The Snowdon Horseshoe

The Snowdon Horseshoe has to be the most epic mountain walk there is. It’s rugged, breathlessly beautiful, with awe-inspiring views that will send chills down your spine.

The journey around the Snowdon Horseshoe starts at the Pen-y-pass parking. The drama builds with every step you take on this dramatic scramble. It’s not for the faint-hearted and requires ample preparation and gear before embarking.

The legendary climb, perfect for the hardiest hill walkers, takes between 5 to 7 hours can be divided into several stages.

Pen-y-Pass to Crib Goch

The climb starts at the Pen y Pass car park. It’s advisable to arrive at the car park early since the slots fill up fast. You can also take the bus from Llanberis. But the service is not frequent so plan in advance to avoid blindsides.

The walk quickly becomes exciting as soon as you slowly start ascending the rocky-stepped Pyg Track as you head to the pyramidal peak of Crib Goch. Thoughts of an exhilarating scramble will fill your mind as you approach one of the most daunting and scariest scrambles n Britain.

Follow the Pyg Track for about 500m. At the Stile marked Crib Goch, turn right. The scramble eases into a rocky path that snakes up the mountainside to the base of the East Ridge of Crib Goch. At first, the scramble looks daunting, especially because of the steep, rough terrain. After the first hurdle, everything eases up if you choose to stick to the route directly up the ridge.

As you come to the crest of the ridge, the scramble eases as you welcome the full exposure of the ridge. After taking in the view, keep left of the knife-edged arete make your way to the summit of Crib Goch, which will be roughly 100M from the ridge.

Garnedd Ugain & Crib y Ddysgl to Snowdon

The next stage on the circuit is just as exciting. Other than the continued scrambling, it offers stunning views of Snowdonia. Unlike the scramble to the peak of Crib Goch, the path to the summit of Garnedd Ugain is straightforward, and if you pick a smart line, you shouldn’t have any issues.

At the summit marker, you can take in amazing views of Crib Goch as well as views towards Snowdon and Y Lliwedd.

Expect the route to Snowdon summit by the Llanberis Path to be busy because it usually is.
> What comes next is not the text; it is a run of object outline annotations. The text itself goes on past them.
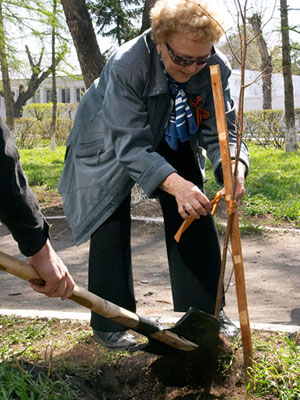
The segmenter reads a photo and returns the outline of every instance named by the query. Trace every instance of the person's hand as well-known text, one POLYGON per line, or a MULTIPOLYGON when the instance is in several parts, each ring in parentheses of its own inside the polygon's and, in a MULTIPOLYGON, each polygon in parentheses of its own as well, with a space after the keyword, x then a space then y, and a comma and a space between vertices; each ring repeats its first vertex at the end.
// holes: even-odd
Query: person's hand
POLYGON ((199 219, 201 215, 211 212, 212 206, 198 186, 175 172, 160 184, 160 188, 175 197, 178 212, 183 219, 199 219))
POLYGON ((39 252, 28 257, 28 261, 45 281, 43 286, 30 284, 32 289, 48 297, 60 297, 62 300, 71 296, 75 283, 49 240, 39 252))
MULTIPOLYGON (((234 162, 232 163, 232 174, 234 172, 234 162)), ((240 204, 242 198, 245 195, 245 172, 246 167, 242 162, 238 164, 238 173, 236 177, 236 186, 235 186, 235 200, 237 204, 240 204)), ((222 197, 225 198, 225 188, 221 191, 222 197)))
You will more than likely join hundreds of other walkers on the final 1km, which is an easy uphill walk. Three popular paths converge at this point.

Snowdon to Lliwedd

After taking in views from the might Snowdon, you can take on the next challenge in the circuit by walking past the café. Head south to join the path for Watkin and Rhyd Ddu routes. You can see the market stone indicating the Watkin Path after walking about 200m. Head east towards Y Lliwedd, which is a rocky peak.

The loose scree paths are steep, heading down to the flat Bwlch y Saethau. Expect some scrambling when bearing down. Amazing views of Cwm Daly reward your trouble coming down. You can venture close to the edge but remain cautious.

Don’t pay attention to the main route down the Watkin Path. Keep along your current path. Shortly, you will start scrambling towards the summing of Y Lliwedd. There are multiple lines you can use. But the best is near the edge. It allows you to soak in the views and the exposure as you work your way towards the peak.

The first peak of y Lliwedd happens to be the highest point. It’s known as the west peak, with a height of 898m. Carry on with the scramble along the tops. You will hit a rocky, visible path after Lliwedd Back that descends steeply down the mountainside on your way to Llyn Llydaw.

There’s a small bridge where the path joins the Miners’ Track for the final 2km. It’s an easy stroll back to Pen-y-Pass via Llyn Tayern.

At this point, you can stop, take a look back and bathe in the pride of completing one of the best and most rewarding walks in Britain as it lays in its entirety spread out with all the ridges and summits visible right in front of you.

A Word of Caution

The Snowdon Horseshoe is more than the most magnificent walk in Britain. It is also a formidable opponent. It’s not for the faint-hearted and should only be attempted by experienced walkers with a good head for heights and the ability to find the route over rock grounds. You should also be willing to use your hands when needed.

When planning for the walk, ensure you’re fully equipped. Knowing when to turn back when the weather takes a turn for the worst if vital and is a strength and not a weakness.

Navigational ability is crucial especially considering that most of the horseshoe circuit will be slippery and hazardous after heavy rains and strong winds. The best time to tackle the course is on a clear day with a gentle breeze. You will get to enjoy the vast scenic views, and you have less to worry about.